RTS charges $4,975 for their “wide tuning software enabled radio platform”, which is the first radio capable of operating from 100 megahertz to 7.5 gigahertz, meaning all the way from AM and FM through TV, Wi-Fi and cellular frequencies. With its smart switching technology, the RTS radio is capable of switching between frequencies at 50 microseconds, and in some cases as little as one microsecond.
“You want to jump around in radio spectrum as fast as possible and as far as possible, and when you land somewhere, you want to grab as much spectrum as you can, and pump it in and out of the radio, and these are actually very challenging to do,” says Chip Elliot, project director for the NSF’s cognitive radio project at BBN in Cambridge, Massachusetts. “This radio is perfect for things like that.”
The National Science Foundation has chosen CogRadio as a test bed for the agency’s research efforts to build a mobile-centric Internet, in which radio communications and smartphones are seen as the major delivery vehicle for Internet access. CogRadio will also be used to conduct one of the first outdoor tests of cognitive radio technology at the University of Colorado, Boulder.

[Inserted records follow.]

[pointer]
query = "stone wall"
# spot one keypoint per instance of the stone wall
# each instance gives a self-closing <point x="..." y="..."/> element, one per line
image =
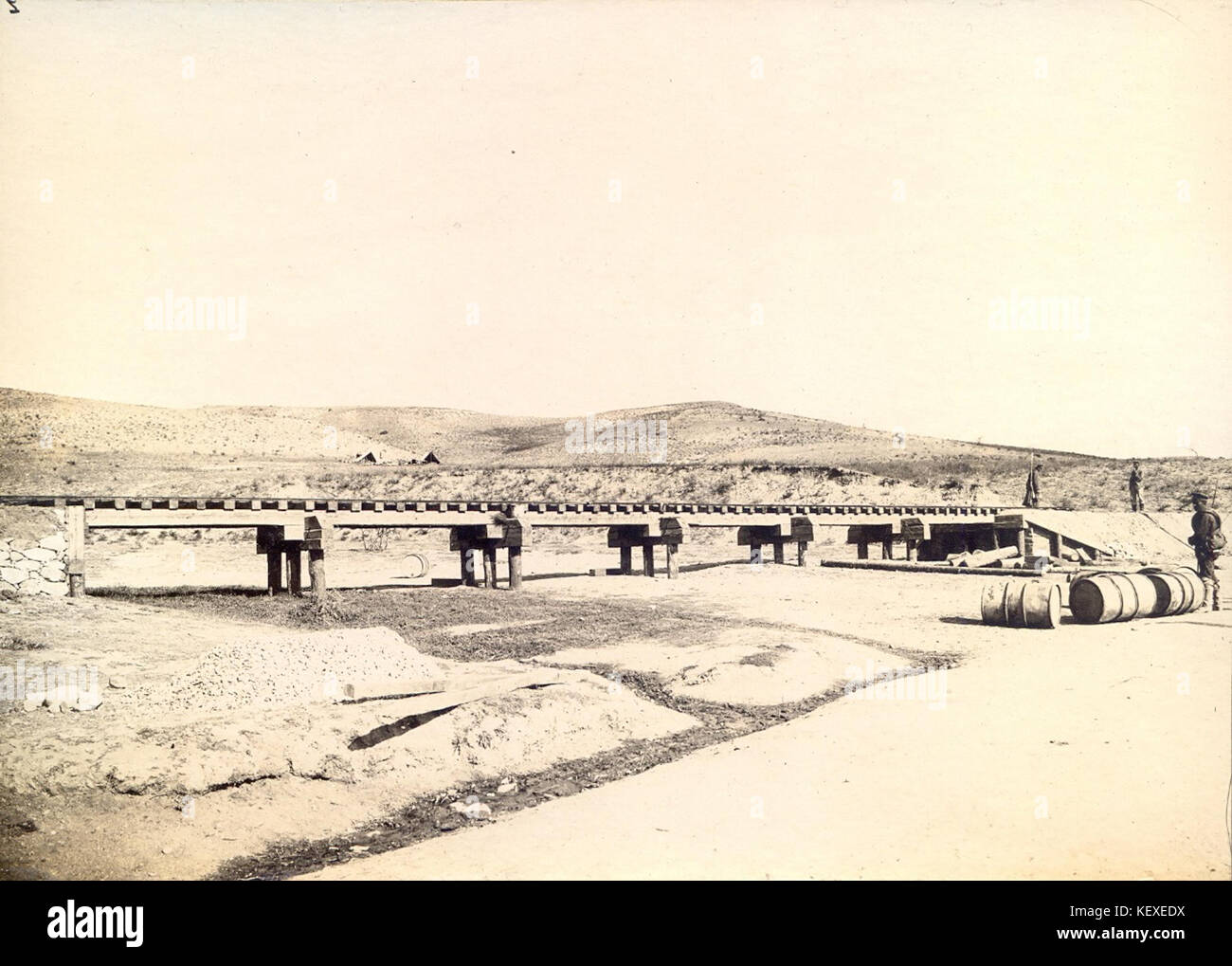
<point x="33" y="551"/>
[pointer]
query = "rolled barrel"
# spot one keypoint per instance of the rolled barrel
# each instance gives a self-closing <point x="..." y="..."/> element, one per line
<point x="1179" y="591"/>
<point x="1022" y="604"/>
<point x="1109" y="596"/>
<point x="418" y="564"/>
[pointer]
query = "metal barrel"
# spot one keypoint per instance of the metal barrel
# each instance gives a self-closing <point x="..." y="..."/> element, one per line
<point x="418" y="564"/>
<point x="1109" y="596"/>
<point x="1022" y="604"/>
<point x="1179" y="589"/>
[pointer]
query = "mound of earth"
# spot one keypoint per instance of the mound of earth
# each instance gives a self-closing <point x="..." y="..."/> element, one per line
<point x="744" y="665"/>
<point x="282" y="669"/>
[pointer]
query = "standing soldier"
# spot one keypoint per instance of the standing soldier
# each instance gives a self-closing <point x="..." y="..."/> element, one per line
<point x="1207" y="541"/>
<point x="1033" y="487"/>
<point x="1134" y="488"/>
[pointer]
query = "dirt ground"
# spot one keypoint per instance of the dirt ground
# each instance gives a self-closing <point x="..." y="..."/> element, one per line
<point x="656" y="683"/>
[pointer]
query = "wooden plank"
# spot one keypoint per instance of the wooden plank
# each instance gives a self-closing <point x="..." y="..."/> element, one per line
<point x="394" y="687"/>
<point x="447" y="699"/>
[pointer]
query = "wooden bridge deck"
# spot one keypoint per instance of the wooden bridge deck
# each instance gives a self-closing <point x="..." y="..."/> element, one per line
<point x="245" y="512"/>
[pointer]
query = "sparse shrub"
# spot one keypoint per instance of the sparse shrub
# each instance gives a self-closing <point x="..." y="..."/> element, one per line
<point x="16" y="642"/>
<point x="377" y="538"/>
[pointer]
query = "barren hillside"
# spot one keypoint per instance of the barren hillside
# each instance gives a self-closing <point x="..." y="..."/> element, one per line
<point x="698" y="451"/>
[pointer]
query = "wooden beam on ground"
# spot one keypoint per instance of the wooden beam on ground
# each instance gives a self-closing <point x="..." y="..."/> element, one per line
<point x="75" y="521"/>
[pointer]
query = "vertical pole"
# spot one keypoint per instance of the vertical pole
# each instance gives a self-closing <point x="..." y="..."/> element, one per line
<point x="274" y="571"/>
<point x="489" y="566"/>
<point x="516" y="568"/>
<point x="75" y="518"/>
<point x="295" y="562"/>
<point x="317" y="574"/>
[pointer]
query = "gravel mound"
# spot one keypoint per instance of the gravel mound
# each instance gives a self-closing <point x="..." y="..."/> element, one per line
<point x="288" y="669"/>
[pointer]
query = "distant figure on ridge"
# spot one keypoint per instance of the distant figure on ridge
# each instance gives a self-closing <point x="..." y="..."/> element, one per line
<point x="1033" y="487"/>
<point x="1136" y="488"/>
<point x="1207" y="541"/>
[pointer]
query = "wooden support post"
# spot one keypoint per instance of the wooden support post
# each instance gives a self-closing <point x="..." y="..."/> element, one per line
<point x="468" y="570"/>
<point x="516" y="568"/>
<point x="295" y="562"/>
<point x="489" y="566"/>
<point x="274" y="571"/>
<point x="75" y="519"/>
<point x="317" y="574"/>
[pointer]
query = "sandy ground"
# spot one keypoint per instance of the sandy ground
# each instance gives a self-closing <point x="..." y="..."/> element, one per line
<point x="1083" y="752"/>
<point x="1058" y="756"/>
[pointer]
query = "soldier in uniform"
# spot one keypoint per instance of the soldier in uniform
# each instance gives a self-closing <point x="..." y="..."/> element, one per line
<point x="1033" y="487"/>
<point x="1134" y="488"/>
<point x="1206" y="541"/>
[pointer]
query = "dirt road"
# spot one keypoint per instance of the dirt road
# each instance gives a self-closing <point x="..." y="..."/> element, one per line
<point x="1048" y="759"/>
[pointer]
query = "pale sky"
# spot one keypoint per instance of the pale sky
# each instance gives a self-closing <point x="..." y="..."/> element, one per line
<point x="617" y="188"/>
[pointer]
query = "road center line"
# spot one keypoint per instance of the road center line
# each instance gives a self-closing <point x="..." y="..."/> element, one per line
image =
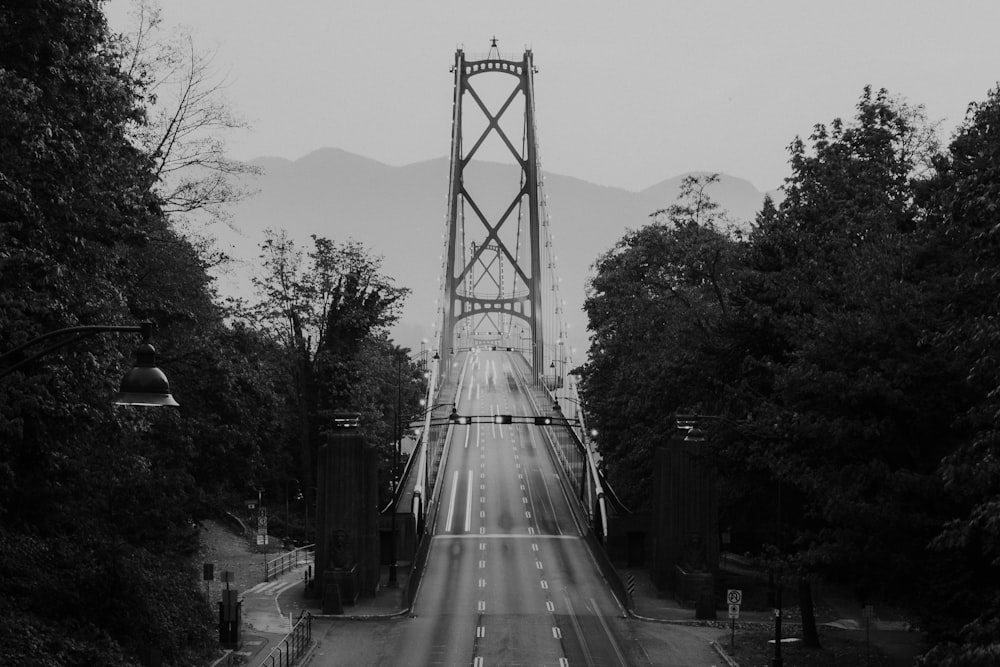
<point x="451" y="503"/>
<point x="468" y="505"/>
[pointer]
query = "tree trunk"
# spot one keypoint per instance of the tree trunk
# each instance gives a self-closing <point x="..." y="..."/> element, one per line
<point x="810" y="636"/>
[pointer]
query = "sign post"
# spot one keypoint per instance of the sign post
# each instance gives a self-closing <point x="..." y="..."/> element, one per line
<point x="868" y="611"/>
<point x="734" y="597"/>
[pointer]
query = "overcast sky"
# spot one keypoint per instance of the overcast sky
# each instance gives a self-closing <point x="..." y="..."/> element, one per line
<point x="628" y="93"/>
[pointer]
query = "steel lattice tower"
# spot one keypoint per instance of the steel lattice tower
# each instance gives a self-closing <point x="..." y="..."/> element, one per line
<point x="492" y="291"/>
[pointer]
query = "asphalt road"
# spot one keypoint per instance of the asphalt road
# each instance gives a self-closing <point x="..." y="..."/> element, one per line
<point x="509" y="579"/>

Previous cognitive radio research has been conducted in shielded labs to protect against the potential for dangerous interference, but the FCC has recently begun approving outdoor permits to promote research. Virginia Tech researchers are using the gadgets to develop next-generation high-speed broadband police, fire and emergency radios that include video and Internet access.
“It’s the most usable and versatile wideband radio the research community has ever had access to,” says Dipankar Raychaudhuri, director of the Winlab, the wireless research lab at Rutgers University, where the technology was codeveloped. Existing models, he says, can’t switch fast enough, and have limited spectrum range and data-carrying capacity. “Today, it is the best available experimental cognitive radio, and this is crucial because the whole community is gearing up” to test and deploy such technology.
“While this is an important milestone for realizing high-performance and usable cognitive radios, much more work needs to be done by industry on chip design, interfaces, and much else,” Raychaudhuri says.